Bonding Guarantee definition

Bonding Guarantee means any of the following financial instruments which have been issued in accordance with the terms of this Agreement: a standby letter of credit or a bond (including in either case a bid, advance payment, or retention payment or performance bond (including for the avoidance of doubt a Financial Guarantee and a Hybrid Guarantee), or any performance related instrument as set out in the definition of “instrument” in paragraphs 1 and 2 of the Basle Agreement), a surety, a guarantee, a first demand guarantee (including, in respect of any of the foregoing, instructions to issue such instruments and counter-guarantees to a local issuing or correspondent bank);

Examples of Bonding Guarantee in a sentence

  • The outstandings of the Banks under the existing bonding guarantee facility of 29 August 2003 (with the exception of the bonding guarantees relating to the T&D business transferred in January 2004) at the time of the establishment of the New Bonding Guarantee Facility, will be transferred to the New Bonding Guarantee Facility.

  • No further Bonding Guarantees shall be issued and no amendment shall be made to any outstanding Bonding Guarantee, the effect of which would be to increase any Bank’s Outstandings, in each case following the Final Issue Date.

  • The obligations of each Tranche A Participating Bank in this Clause 16 do not extend to any of the Applicants’ obligations to provide cash cover to a Tranche A Issuing Bank in any of the circumstances provided for in the Finance Documents, but this exception shall not exonerate the Tranche A Participating Banks from their ultimate indemnity or participation obligations to the Tranche A Issuing Banks in respect of the relevant Tranche A Bonding Guarantee pursuant to this Clause 16.

  • Following notice from the Facility Agent under Clause 8.5(b) that an amendment may be effected, the Issuing Bank shall amend any Bonding Guarantee as soon as reasonably practicable, and in the case of a direct issue of a Bonding Guarantee, within 5 Business Days of the date of such notice.

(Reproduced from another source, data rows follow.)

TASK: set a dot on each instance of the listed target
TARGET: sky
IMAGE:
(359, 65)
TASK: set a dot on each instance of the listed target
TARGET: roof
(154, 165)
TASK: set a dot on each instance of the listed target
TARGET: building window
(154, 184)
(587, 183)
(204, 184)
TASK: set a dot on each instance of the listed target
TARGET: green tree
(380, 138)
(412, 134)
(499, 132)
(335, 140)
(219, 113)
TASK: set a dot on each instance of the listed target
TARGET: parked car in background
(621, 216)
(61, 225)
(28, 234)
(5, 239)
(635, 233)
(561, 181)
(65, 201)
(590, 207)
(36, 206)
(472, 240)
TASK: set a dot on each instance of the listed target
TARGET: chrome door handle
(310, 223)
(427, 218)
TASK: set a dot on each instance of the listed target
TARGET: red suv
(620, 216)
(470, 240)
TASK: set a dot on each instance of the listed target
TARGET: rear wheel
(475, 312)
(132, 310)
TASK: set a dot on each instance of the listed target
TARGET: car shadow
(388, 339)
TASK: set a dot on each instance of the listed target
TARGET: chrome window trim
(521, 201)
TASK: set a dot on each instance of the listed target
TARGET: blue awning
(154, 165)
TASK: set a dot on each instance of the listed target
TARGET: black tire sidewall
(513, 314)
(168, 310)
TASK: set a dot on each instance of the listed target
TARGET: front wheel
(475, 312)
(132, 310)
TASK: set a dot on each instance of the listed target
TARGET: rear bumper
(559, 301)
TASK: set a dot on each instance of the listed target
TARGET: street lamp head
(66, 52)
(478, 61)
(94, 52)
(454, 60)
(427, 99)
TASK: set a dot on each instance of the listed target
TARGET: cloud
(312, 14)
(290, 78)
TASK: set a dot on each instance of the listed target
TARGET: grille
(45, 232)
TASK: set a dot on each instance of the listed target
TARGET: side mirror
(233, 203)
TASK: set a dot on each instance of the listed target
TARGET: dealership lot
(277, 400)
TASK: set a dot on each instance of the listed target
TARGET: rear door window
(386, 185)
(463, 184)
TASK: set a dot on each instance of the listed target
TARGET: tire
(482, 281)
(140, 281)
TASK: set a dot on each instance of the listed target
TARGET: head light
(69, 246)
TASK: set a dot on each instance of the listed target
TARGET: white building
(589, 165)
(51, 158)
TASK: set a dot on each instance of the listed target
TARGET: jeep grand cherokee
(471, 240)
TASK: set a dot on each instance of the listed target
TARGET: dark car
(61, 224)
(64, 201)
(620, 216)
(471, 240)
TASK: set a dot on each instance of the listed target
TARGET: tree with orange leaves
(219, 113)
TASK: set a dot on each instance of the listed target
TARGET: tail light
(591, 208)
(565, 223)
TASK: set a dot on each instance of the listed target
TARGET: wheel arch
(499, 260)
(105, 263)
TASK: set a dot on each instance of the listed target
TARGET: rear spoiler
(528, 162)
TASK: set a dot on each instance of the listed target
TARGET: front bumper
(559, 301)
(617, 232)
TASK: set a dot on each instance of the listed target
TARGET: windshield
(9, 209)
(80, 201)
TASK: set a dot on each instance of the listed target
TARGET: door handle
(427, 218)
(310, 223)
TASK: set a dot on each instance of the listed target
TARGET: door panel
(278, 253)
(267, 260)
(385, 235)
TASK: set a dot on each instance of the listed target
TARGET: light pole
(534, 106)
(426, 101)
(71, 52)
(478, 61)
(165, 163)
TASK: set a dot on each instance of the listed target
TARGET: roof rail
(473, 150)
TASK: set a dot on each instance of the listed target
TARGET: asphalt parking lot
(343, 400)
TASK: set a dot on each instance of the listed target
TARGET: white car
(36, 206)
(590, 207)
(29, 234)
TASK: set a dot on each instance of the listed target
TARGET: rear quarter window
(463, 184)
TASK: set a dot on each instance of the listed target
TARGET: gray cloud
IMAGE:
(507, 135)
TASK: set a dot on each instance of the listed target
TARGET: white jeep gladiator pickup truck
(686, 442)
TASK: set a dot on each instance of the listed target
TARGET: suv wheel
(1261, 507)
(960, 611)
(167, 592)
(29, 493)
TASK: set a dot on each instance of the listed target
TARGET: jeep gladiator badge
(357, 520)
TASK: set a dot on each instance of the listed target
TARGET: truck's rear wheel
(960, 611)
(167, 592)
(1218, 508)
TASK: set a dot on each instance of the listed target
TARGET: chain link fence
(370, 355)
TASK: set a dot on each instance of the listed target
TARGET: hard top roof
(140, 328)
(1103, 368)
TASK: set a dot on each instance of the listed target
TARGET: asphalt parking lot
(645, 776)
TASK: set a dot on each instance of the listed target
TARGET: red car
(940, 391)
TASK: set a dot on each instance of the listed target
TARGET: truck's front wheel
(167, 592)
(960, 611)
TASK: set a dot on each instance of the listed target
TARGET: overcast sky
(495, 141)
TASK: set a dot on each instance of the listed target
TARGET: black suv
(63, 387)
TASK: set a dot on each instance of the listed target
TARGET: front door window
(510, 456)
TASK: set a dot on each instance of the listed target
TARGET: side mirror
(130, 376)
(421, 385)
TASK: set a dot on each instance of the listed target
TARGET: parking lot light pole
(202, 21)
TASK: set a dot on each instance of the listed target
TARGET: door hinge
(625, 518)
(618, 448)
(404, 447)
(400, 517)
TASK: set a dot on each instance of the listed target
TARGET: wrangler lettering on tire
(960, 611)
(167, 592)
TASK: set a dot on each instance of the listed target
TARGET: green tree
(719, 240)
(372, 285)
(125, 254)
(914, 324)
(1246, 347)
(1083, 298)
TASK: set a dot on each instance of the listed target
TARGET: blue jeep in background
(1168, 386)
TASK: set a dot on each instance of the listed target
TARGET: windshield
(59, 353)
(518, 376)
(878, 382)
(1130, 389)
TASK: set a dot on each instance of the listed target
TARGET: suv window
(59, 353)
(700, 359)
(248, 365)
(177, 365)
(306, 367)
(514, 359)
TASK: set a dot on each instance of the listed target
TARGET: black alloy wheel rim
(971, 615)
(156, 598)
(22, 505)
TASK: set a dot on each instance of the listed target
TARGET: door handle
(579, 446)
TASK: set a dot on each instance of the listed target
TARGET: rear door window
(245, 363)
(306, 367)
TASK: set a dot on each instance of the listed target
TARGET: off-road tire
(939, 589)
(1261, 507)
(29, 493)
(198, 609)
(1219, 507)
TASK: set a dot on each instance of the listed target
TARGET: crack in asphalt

  • The Company shall also pay any and all reasonable and customary administrative and other charges applied by Issuing Banks in connection with amendments or other events over the period during which each Bonding Guarantee is outstanding as invoiced to the Company by each Issuing Bank.

  • Each Party acknowledges that, as contemplated by Clause 48.1, certain updating and conforming amendments and in particular for consistency with corresponding provisions in the Subordinated Debt Facility are still required to be made to the Bonding Guarantee Facility Agreement.

  • The Company is entering into this Deed on behalf of itself and as agent for each of the Guaranteed Subsidiaries in accordance with Clause 39.l(a) of the Bonding Guarantee Facility Agreement.

  • In the case of a local issuance or re-issuance in connection with a Bonding Guarantee, the Company shall pay all fees and expenses charged by the relevant correspondent bank (and on demand reimburse such fees and expenses, if any, incurred by the Issuing Bank), provided that the relevant Issuing Bank shall use reasonable endeavours to agree such fees and expenses in advance with the Company.

  • Each Guaranteed Subsidiary shall be deemed to ratify and confirm all acts which the Company performs on its account in connection with any Finance Document or any Bonding Guarantee.

  • On the date on which the Facility Agent receives notice from an Issuing Bank that it has agreed to issue a Bonding Guarantee pursuant to Clause 5.3(a) the Facility Agent shall determine whether or not the Euro Amount of such Proposed Bonding Guarantee exceeds the Available Commitments and whether the issue of such Proposed Bonding Guarantee would otherwise cause Clause 2.2 to be contravened.